For abort() we also need to know where the next statement comes from (for me, from the control flow graph). Then we would probably require a designated sink location in the control flow graph for abort() s.t. there is no next statement. abort itself is then just an assume(true).

tautschnig commented 6 years ago

You said:

No, because assume(false) does not have a successor state.

but you also said:

[...] just finite and infinite program executions induced by the successor relation.

To me, this seems contradictory, but maybe I'm just cherry-picking the wrong subset of your comments?

To avoid rabbit holing: what I have not yet seen is a good reason why we need __VERIFIER_assume at all. @PhilippWendler said it should have semantics that cannot be easily simulated using C code, but it's not clear to me why that is a desirable property at all.

danieldietsch commented 6 years ago

assume(false) cannot have a successor state, because I would say that under any interpretation, false should evaluate to false. Because there is no successor state there cannot be a program execution that contains this statement.

I would say it is good and needed because we want to abstract from the environment sometimes. We want to be able to say "we consider this function in isolation but we know its parameter x will never be smaller or equal zero", so we write __VERIFIER_assume(x>0) and are sure that we did not change anything else about the program's behavior.

tautschnig commented 6 years ago

So why isn't "write a harness" the most appropriate way of abstracting from the environment? In such a harness, it's easy to place constraints on otherwise non-deterministic values without having to introduce extra magic.

danieldietsch commented 6 years ago

Because, e.g., you change the behaviour w.r.t. to termination by adding either a terminating or a non-terminating program execution.
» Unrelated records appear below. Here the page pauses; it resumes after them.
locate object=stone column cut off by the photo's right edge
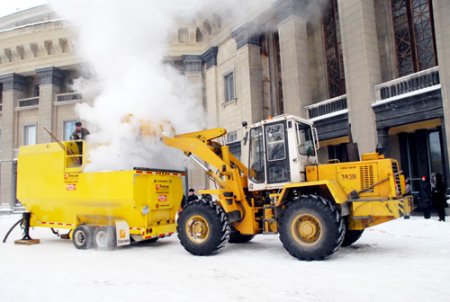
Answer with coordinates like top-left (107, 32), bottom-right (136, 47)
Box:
top-left (433, 0), bottom-right (450, 185)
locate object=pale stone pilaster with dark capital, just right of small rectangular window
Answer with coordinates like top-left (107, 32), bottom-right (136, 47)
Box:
top-left (232, 24), bottom-right (264, 123)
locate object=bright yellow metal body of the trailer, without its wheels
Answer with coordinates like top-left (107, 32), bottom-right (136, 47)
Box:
top-left (17, 143), bottom-right (183, 241)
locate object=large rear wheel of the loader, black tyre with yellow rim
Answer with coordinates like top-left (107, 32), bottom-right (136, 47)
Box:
top-left (279, 195), bottom-right (345, 261)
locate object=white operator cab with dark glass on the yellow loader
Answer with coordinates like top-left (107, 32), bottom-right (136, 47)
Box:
top-left (244, 115), bottom-right (319, 191)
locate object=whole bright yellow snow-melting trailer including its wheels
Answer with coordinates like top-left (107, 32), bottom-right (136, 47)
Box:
top-left (17, 142), bottom-right (184, 249)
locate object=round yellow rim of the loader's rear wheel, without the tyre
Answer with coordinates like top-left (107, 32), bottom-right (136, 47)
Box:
top-left (291, 214), bottom-right (322, 245)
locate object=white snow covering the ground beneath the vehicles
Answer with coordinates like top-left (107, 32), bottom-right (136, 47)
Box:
top-left (0, 215), bottom-right (450, 302)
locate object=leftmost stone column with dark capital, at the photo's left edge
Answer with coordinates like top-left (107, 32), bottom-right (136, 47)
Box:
top-left (0, 73), bottom-right (26, 207)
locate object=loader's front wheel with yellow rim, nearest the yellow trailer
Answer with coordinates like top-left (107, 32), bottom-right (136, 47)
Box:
top-left (177, 199), bottom-right (230, 256)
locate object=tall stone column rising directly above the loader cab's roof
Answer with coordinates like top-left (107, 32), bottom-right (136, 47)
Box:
top-left (278, 1), bottom-right (312, 118)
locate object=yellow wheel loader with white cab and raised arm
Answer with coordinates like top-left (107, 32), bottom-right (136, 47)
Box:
top-left (163, 115), bottom-right (412, 260)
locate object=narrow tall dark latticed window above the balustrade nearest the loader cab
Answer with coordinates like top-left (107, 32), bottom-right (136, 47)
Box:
top-left (322, 0), bottom-right (345, 98)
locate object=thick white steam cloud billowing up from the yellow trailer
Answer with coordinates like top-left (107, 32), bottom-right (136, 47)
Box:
top-left (51, 0), bottom-right (273, 171)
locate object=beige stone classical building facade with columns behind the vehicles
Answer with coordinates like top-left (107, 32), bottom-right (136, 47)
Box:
top-left (0, 0), bottom-right (450, 210)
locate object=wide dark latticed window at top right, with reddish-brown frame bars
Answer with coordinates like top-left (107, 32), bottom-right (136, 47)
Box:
top-left (391, 0), bottom-right (437, 76)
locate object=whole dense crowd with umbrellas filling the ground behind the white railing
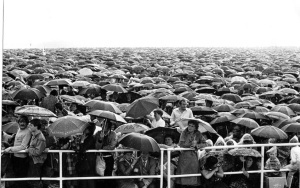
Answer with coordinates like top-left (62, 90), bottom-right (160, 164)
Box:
top-left (1, 47), bottom-right (300, 188)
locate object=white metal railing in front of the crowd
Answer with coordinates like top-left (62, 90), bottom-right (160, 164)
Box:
top-left (1, 143), bottom-right (300, 188)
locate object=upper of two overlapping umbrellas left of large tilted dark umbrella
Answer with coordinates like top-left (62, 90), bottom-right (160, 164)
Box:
top-left (84, 100), bottom-right (122, 114)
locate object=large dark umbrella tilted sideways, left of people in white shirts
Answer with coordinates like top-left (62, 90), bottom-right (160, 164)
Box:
top-left (126, 97), bottom-right (159, 118)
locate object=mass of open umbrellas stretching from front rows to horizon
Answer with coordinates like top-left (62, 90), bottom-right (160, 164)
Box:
top-left (2, 48), bottom-right (300, 187)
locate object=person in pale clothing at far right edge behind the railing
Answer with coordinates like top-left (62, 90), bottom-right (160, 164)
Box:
top-left (284, 136), bottom-right (300, 188)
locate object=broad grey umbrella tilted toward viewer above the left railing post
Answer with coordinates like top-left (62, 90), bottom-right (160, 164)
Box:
top-left (48, 116), bottom-right (89, 138)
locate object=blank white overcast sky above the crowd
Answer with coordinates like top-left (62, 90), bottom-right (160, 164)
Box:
top-left (4, 0), bottom-right (300, 49)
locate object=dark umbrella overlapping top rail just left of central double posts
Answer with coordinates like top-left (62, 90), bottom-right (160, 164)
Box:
top-left (119, 133), bottom-right (160, 153)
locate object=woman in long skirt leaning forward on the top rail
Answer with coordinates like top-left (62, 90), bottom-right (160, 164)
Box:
top-left (176, 120), bottom-right (206, 187)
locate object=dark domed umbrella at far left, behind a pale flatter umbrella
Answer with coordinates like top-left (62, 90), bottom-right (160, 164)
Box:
top-left (12, 88), bottom-right (44, 100)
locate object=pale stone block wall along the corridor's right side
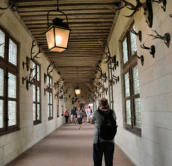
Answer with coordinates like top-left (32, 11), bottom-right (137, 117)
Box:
top-left (96, 0), bottom-right (172, 166)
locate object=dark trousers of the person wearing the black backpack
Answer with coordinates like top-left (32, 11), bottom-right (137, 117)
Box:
top-left (93, 142), bottom-right (115, 166)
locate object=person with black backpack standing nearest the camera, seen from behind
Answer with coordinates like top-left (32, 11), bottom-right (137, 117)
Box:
top-left (92, 98), bottom-right (117, 166)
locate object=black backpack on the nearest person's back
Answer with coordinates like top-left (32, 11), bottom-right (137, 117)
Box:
top-left (98, 110), bottom-right (117, 140)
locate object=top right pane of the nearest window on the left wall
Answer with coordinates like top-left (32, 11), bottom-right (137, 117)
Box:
top-left (9, 39), bottom-right (17, 65)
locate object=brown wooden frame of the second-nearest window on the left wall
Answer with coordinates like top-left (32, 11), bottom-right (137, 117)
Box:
top-left (32, 60), bottom-right (42, 125)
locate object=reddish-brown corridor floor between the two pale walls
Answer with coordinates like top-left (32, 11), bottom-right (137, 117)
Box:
top-left (8, 124), bottom-right (134, 166)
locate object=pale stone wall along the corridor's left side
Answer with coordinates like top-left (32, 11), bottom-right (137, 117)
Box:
top-left (0, 5), bottom-right (65, 166)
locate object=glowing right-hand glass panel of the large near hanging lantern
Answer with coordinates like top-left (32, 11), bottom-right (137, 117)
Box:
top-left (55, 27), bottom-right (70, 48)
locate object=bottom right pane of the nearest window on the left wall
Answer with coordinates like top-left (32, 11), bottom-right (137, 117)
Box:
top-left (8, 101), bottom-right (17, 126)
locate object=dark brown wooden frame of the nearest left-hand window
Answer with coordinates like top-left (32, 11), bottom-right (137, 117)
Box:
top-left (0, 26), bottom-right (20, 136)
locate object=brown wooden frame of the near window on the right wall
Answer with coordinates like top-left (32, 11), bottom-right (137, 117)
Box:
top-left (120, 23), bottom-right (141, 136)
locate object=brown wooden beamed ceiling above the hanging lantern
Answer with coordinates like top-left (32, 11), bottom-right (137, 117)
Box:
top-left (15, 0), bottom-right (119, 97)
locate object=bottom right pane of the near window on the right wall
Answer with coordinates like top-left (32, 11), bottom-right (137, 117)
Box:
top-left (134, 98), bottom-right (141, 128)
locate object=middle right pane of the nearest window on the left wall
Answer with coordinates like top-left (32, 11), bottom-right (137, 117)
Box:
top-left (8, 73), bottom-right (17, 98)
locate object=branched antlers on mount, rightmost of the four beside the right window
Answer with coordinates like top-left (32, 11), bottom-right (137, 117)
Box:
top-left (149, 30), bottom-right (171, 48)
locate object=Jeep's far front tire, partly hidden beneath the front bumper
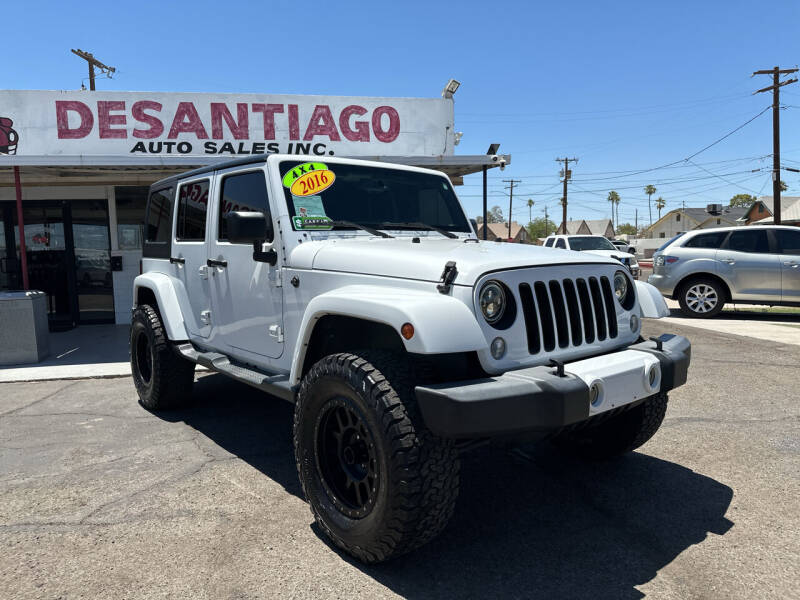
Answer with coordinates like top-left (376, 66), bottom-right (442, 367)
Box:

tautschnig commented 6 years ago

You have full control over which of the cases you want by using one of while(x>100) {} or if(x>100) abort(); in the harness. All without coming up with new "special" semantics that create non-existing executions.

PhilippWendler commented 6 years ago

You have full control over which of the cases you want by using one of while(x>100) {} or if(x>100) abort(); in the harness. All without coming up with new "special" semantics that create non-existing executions.

This means that when you add a harness, you have to choose between either violating the termination property or (possibly) violating the memcleanup property. There is no known way with C code to avoid both, but this is precisely what I would say should be the goal of such a harness (restrict the state space with as little influence as possible on the rest of the program and properties). This is also the answer to https://github.com/sosy-lab/sv-benchmarks/issues/504#issuecomment-345040821.

tautschnig commented 6 years ago

This means that when you add a harness, you have to choose between either violating the termination property or (possibly) violating the memcleanup property. There is no known way with C code to avoid both, [...]

We are talking about a Turing-complete language, right? Speaking more concretely, you can obviously add a cleanup function and invoke that one instead of calling abort() directly.

danieldietsch commented 6 years ago

Depends on what your goal is. In many cases, it is just much harder to write an actual harness than using special modelling constructs.

I would argue we need even more magic. I would like to have, e.g., quantifiers in my assume to express things about the heap. I would like things that allow me to express that a pointer is valid and points to a certain data structure.

Sure you can do most of the things with harnesses, but they get more and more complicated and are additional pieces of code you have to maintain.